Korban kekerasan Pemilu 1982

Korban kekerasan Pemilu 1982. (Sumber foto: http://www.haryandoko.blogspot.com)

Jumat dinihari di awal bulan Mei 1982. Pemilu baru usai beberapa hari lalu. Kegelapan masih menutupi Desa Amis yang terletak di Kecamatan Cikedung itu. Para santri masih terlelap tidur di rumah Ustaz Sumar. Sekitar 9 orang santri yang rata-rata berumur 15 tahun memang seperti biasanya tidur di rumah sang ustaz hingga usai shalat subuh. Malam itu, mereka mengaji seperti biasa dan melaksanakan kegiatan Marhaban.

Keheningan dinihari itu pecah ketika pintu rumah sang ustaz yang sederhana itu didobrak oleh sekelompok orang tak dikenal. Kaca jendela pun dipecah berkeping-keping. Segerombolan orang-orang berpakaian militer merengsek masuk ke rumah itu. Tak ayal para santri pun terbangun dari mimpi mereka. Belum sampai penuh kesadaran mereka, golok dan senjata laras panjang telah siap menghabisi mereka.

“Awas! Jangan bergerak kalau mau selamat!” bentak salah seorang dari anggota gerombolan itu. “Mana Sumar?! Sumar, keluar!”

Para santri itu pun terdiam di lantai yang hanya beralas tikar itu. Namun yang dicari telah pergi meninggalkan rumah itu. Hanya sang istri, ibu, dan sembilan orang santri yang berada di rumah tersebut. Nursiah, istri Ustaz Sumar yang sedang mengandung tujuh bulan anak pertamanya, keluar dari kamar.

“Mana Sumar?!” tanya salah seorang anggota gerombolan.

“Tidak tahu, Pak,” jawab Nursiah dengan bergemetar. “Saya dari tadi tertidur.”

Ada puluhan orang yang masuk ke rumah Ustaz Sumar. Mengobrak-abrik seisi rumah. Tak peduli dengan sepatu laras mereka yang penuh dengan lumpur. Namun yang dicari tetap saja tak tampak batang hidungnya.

Sementara Ustaz Sumar sendiri telah menjauh dari rumahnya. Ia sangat menyadari, ia memang dijadikan target operasi oleh partai penguasa saat itu. Partai yang, anehnya, tidak sudi disebut partai. Karena itulah, ia pun telah berjaga-jaga saat mendengar adanya rencana serangan di malam itu. Saat gerombolan itu betul-betul datang, ia telah keluar dari rumah.

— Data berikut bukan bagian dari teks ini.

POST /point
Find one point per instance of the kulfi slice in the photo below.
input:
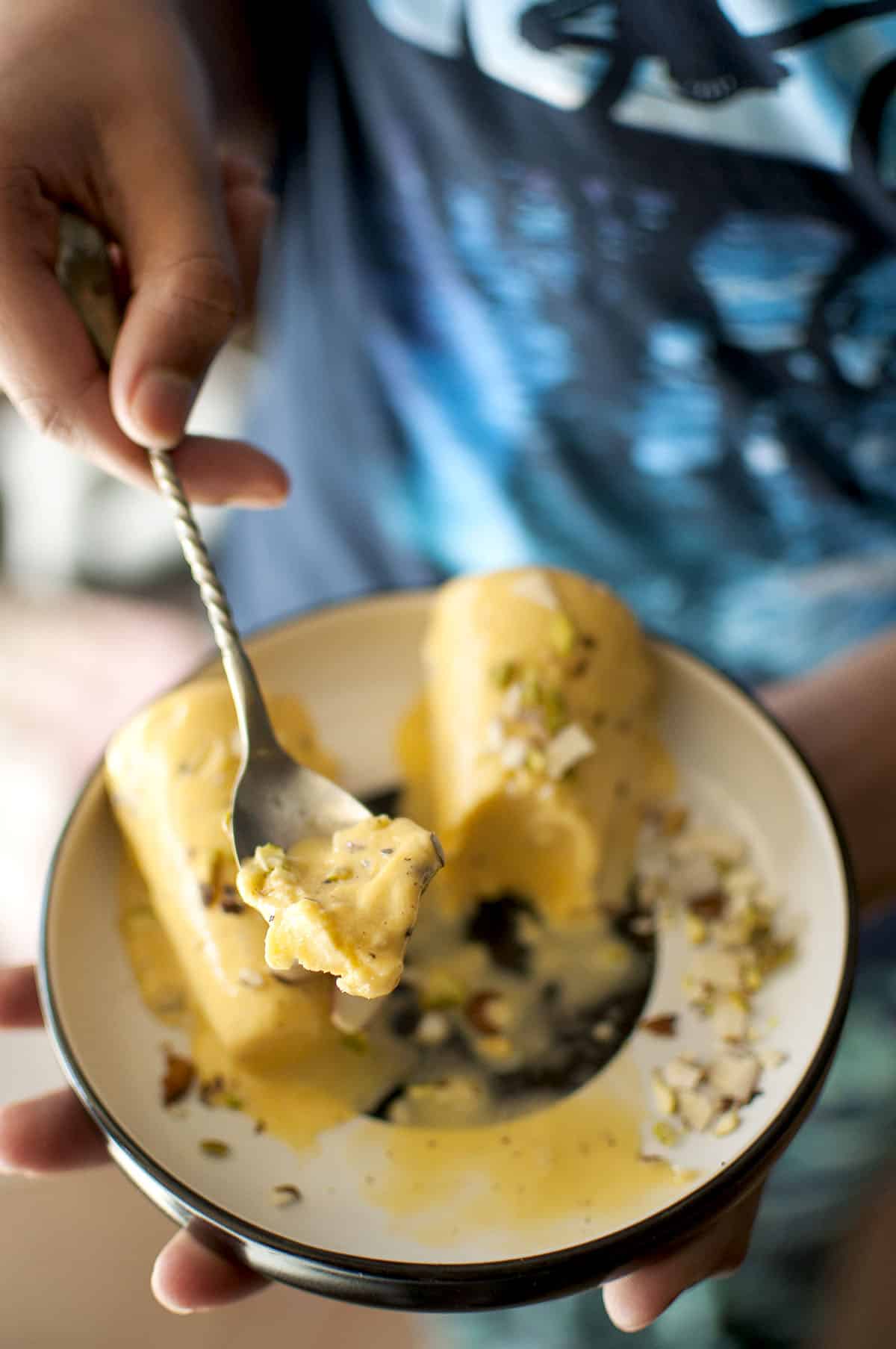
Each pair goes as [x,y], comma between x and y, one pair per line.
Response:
[170,773]
[344,904]
[541,747]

Dari kejauhan, terlintas dalam pikiran Ustaz Sumar tentang keselamatan istri, ibu dan para santrinya. Ia pun lantas memutuskan kembali ke rumah. Betul saja. Gerombolan itu telah menyandera para penghuni rumahnya. Ia pun dihadang gerombolan itu yang sejak awal memang mencari-cari dirinya. Tak sudi diringkus, Sumar melawan. Duel pun tak terhindar.

Namun Sumar bukanlah lelaki sembarangan. Selain sebagai ustaz yang mengajar di desanya, ia juga seorang pendekar yang disegani. Sepuluh tahun lebih ia berguru di berbagai pesantren. Tidak hanya ilmu agama yang perdalam, tapi jua ilmu kanuragan. Tak aneh jika ia pun tidak mudah dilumpuhkan.

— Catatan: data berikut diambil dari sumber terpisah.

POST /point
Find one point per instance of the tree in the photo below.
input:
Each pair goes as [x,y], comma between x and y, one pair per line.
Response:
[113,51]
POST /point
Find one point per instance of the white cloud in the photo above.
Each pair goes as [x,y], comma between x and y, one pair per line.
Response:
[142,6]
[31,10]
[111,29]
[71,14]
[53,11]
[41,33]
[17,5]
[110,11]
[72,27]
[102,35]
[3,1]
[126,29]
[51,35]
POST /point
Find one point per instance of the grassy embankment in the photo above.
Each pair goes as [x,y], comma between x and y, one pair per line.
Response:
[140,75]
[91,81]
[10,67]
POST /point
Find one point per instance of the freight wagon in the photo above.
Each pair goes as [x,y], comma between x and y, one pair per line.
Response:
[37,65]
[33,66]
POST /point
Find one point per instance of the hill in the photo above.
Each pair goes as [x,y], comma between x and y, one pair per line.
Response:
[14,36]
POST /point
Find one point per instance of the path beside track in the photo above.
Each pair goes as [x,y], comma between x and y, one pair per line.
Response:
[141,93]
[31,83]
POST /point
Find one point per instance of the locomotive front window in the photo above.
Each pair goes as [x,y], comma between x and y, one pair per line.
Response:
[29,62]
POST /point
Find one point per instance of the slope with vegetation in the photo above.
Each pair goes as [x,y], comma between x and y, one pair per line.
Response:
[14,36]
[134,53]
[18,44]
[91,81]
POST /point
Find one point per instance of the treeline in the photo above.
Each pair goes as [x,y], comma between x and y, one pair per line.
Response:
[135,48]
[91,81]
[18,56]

Meski dikeroyok banyak orang, Sumar tak jua menyerah. Ia melawan dengan gagah berani. Pohon-pohon pisang di samping rumah Sumar bertumbangan terkena sabetan golok. Enam peluru telah dimuntahkan untuk membidik sang pendekar. Tapi tak satu peluru pun berhasil menembus tubuhnya.

“Sumar! Kalau kamu tak jua menyerah, kami habisi semua orang di rumah kamu. Ibu, istri, dan santri-santrimu akan kami tembak semua!” Terdengar ancaman salah seorang anggota gerombolan.

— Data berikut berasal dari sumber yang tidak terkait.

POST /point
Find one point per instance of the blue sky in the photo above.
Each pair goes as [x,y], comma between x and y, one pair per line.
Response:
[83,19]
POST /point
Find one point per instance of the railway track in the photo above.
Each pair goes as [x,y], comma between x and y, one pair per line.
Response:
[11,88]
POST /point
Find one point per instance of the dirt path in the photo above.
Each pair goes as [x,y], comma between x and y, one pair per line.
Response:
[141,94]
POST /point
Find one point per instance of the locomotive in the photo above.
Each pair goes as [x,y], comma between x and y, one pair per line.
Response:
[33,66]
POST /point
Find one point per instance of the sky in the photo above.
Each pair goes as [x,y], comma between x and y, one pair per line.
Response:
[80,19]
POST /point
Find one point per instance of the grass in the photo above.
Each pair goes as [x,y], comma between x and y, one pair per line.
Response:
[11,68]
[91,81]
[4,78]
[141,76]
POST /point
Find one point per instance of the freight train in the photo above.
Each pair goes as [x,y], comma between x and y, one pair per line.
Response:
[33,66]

Perlawanan Sumar kontan terhenti. Ia sadar, ancaman itu bukan gertak sambal. Sudah banyak korban kekejaman gerombolan itu di berbagai daerah. Keselamatan ibu, istri, dan para santri lebih ia pentingkan daripada dirinya sendiri. Jika ia hanya mementingkan keselamatan dirinya sendiri, tentu ia tak perlu kembali ke rumahnya dan ia pun selamat.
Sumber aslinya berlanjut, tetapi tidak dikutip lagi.